Geekery: The open source community received a few nice promises over the past few weeks. How on the heels of the Humble Indy Bundle experiment (pay-what-you-will MacHeist-style bundle of games from indepedent developers), the creators of the games in the bundle have said they’ll be open sourcing their games. The two that interest me are Gish and Aquaria. Aquaria has been very open to the modding community, allowing much of the game to be completely redone by enterprising fans. I hope the source for it gets released soon; I’m particularly interested in their editors.

The other good news was that the Lightworks NLE software package, promised to go open source after it’s parent company’s acquisition, will actually be released this fall. It sounds a little too good to be true, and is all about interoperability with other editing suites. I know people mention projects like Cinelerra when asked about open-source video editing, but having a real editor that’s been put through its paces on real films (Lightworks was apparently used on The Hurt Locker) will be great for the community.

Music: I’ve met a number of like-minded people lately who’ve turned me onto some new artists (or at least, new to me). Lykke Li’s debut has found a permanent place on my iPods. I knew it was a winner when a friend at work told me over messenger to listen to her song Little Bit, because she was listening to it right then and enjoying the heck out of it; my reply was that I was listening to it at the same moment.

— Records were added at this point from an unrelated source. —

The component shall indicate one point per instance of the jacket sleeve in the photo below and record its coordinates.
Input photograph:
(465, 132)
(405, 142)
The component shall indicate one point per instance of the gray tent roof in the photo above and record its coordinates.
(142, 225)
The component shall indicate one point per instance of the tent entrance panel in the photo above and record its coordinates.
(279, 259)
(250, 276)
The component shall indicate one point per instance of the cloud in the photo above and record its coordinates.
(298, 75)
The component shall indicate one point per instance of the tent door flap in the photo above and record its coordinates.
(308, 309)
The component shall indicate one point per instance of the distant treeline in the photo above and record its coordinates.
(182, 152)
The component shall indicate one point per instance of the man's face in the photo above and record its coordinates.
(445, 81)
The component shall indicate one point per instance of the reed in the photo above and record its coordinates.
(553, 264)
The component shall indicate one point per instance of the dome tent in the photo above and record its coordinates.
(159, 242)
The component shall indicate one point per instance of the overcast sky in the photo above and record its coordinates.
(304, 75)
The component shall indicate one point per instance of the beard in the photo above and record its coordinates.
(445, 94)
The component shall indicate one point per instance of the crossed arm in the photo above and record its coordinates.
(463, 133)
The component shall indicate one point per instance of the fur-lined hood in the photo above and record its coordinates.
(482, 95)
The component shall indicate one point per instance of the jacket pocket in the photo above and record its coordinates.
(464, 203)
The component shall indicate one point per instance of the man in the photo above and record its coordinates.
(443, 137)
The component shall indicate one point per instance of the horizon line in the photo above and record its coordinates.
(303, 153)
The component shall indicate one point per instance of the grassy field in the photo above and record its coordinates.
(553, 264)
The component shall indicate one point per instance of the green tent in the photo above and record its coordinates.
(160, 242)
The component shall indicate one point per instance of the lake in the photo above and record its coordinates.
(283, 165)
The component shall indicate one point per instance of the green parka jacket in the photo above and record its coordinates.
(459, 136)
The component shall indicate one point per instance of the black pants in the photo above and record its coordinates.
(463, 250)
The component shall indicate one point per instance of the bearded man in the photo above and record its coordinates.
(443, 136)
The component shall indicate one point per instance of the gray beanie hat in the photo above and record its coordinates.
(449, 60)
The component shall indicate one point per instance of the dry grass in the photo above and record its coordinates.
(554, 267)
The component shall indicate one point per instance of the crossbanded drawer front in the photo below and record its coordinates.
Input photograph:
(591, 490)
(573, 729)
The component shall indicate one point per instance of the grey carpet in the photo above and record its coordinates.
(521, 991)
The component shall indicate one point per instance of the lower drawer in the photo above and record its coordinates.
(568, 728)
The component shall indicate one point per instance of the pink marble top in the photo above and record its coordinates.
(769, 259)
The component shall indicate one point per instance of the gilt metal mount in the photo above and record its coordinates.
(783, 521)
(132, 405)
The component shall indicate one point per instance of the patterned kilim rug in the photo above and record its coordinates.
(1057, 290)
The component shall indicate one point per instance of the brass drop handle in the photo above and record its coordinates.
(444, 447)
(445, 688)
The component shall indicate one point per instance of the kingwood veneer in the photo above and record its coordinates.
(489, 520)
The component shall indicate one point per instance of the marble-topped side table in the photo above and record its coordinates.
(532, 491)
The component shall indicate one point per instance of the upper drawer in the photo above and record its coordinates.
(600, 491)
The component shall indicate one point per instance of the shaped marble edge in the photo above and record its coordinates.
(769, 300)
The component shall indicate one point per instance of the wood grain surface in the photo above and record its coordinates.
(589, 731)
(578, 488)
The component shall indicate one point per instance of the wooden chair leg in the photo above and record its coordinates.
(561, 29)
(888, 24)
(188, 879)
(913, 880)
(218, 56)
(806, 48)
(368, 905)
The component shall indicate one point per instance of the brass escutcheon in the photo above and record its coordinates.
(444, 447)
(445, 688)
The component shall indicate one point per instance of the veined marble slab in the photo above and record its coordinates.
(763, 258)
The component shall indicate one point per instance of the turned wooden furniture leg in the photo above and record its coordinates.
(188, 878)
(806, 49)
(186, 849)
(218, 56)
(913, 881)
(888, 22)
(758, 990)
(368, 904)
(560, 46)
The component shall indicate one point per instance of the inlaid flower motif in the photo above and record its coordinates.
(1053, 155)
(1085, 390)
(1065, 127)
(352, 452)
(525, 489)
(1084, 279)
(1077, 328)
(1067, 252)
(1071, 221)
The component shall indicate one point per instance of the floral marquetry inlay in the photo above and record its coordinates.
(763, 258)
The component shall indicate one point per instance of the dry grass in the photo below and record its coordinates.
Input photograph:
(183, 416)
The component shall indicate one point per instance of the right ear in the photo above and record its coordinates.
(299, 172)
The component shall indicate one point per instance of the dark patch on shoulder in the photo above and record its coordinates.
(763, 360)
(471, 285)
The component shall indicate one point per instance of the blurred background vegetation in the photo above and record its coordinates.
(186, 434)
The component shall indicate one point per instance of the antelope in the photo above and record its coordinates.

I also picked up The Postal Service’s debut, Give Up. It’s an “oldie” but holds up well even now. The sound they created is very popular now, almost like they’ve managed to find a timelessness despite being an electronic band. I’m not one for Death Cab for Cutie, not usually, but side projects of lead singers often surprise. (See: Lotte Kestner, The Soft Skeleton.)

Work: I probably shouldn’t say anything but I’m too excited to stay quiet! The other night we rendered out poses for the characters on Yoko, Mo, and Me. We’ve recently hired on an experienced texture artist, and between him and the tireless efforts of the other talented folks at March, the look blew me away and the assets aren’t even final!

There are two times when I remember why I got into CG. One is when you get a face rig, even a temporary one, onto a character. Until that point the character is just a lifeless statue, but raise an eyebrow or put a mouth into a moue and suddenly they’re a person. The second time is when the flat lambert of OpenGL displays turn into the beautiful shades and hues of a final render. Last night’s images were good reminders of why I do what I do.

Life: Getting the Epic Flu a few weeks back made me re-evaluate how I spend my off time. That, and a Tarot reading warning me to stop putting all my energies into things for other people. Sunday, I rode my bike up to the local EB and picked up a copy of Super Mario Galaxy 2.

Holy crap.

See, I only finished Galaxy a few months back, me being a late Wii-bloomer. (Still have yet to play Twilight Princess.) I thought it was brilliant both in terms of design and in how they used the Wiimote to interact with the world; for the most part you could trust your jumps and the cameras, which was totally unlike Super Mario Sunshine. Galaxy 2 seems to have fixed every complaint about Galaxy I didn’t know I had. For example, having to traipse through that space ship back to the galaxy entrance you wanted after collecting every star is gone. In it’s place is a New Super Mario Brothers-style world map, along which your ship snaps from level to level. So far there’s also a lot more variety– no levels have more than two visible stars to collect, so you finish them off quickly and move on. I don’t find myself getting bored while clearing stars out of a single map.

I think that’s enough for now… Good thing I can do drafts on my phone or I’d never have the time to blog any more!